The trick to writing good instruction materials is to make it as clear as possible. Of course, that’s easier said than done. With a little work and some careful attention, though, you can produce instructions that detail the step-by-step in a manner that the intended readers can understand. Here are some guidelines:
1. Use a clear, straightforward heading. The reader should know what the instructions are for as soon as they see that.
2. Make a point of naming actors for each step. If one step requires two or more people, give each one separate instructions.
3. Start your instruction with a verb (e.g. “Open the door” or “Push the red button”).
4. Use either numbered or bulleted lists. The former, when the sequence is important; the latter, when it is not.
5. If you have precautions, prerequisites or notes for an instruction, list them before the specific step. Never on the same line and definitely not after.
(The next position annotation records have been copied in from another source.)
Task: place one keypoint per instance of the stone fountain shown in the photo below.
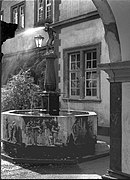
(48, 135)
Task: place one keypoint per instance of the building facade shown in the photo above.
(79, 44)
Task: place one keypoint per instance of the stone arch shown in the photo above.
(111, 31)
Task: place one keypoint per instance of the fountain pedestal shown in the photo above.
(50, 103)
(50, 98)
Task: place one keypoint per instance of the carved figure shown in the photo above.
(51, 33)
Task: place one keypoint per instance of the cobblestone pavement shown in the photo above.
(85, 170)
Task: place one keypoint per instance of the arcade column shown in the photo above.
(119, 78)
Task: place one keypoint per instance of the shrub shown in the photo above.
(19, 92)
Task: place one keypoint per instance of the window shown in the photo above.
(18, 15)
(1, 15)
(82, 75)
(44, 9)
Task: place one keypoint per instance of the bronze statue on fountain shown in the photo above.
(50, 98)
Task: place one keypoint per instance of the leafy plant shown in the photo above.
(20, 93)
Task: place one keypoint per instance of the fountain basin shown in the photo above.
(36, 135)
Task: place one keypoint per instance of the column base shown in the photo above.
(115, 175)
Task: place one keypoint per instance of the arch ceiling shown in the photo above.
(115, 15)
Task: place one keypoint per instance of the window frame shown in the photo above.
(17, 6)
(37, 21)
(66, 78)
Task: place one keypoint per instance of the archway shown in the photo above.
(119, 76)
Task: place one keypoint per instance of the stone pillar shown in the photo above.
(50, 79)
(119, 77)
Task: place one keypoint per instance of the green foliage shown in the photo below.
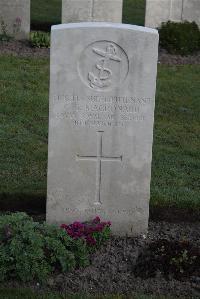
(30, 250)
(180, 38)
(24, 86)
(40, 39)
(4, 36)
(134, 12)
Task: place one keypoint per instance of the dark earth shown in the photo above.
(166, 261)
(23, 49)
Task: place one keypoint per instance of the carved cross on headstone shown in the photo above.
(98, 159)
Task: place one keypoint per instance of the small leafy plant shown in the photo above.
(17, 26)
(93, 232)
(32, 251)
(40, 39)
(180, 38)
(4, 36)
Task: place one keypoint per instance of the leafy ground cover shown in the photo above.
(45, 13)
(24, 131)
(28, 294)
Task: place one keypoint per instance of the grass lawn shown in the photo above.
(28, 294)
(24, 129)
(44, 13)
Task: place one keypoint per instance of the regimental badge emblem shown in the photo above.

6. Do not add conceptual information to the instruction steps. Put them in a separate section (or a separate document).
7. Keep instructions to ten lines or less. If it’s not possible, try breaking down the task into two, dividing the steps between them.
8. Like all types of writing materials, instruction pieces are best composed using a qualified writing software. If possible, use one that’s geared specifically for the industry you’re in, so it can check the use of terms and words according to general aptitude levels in your field.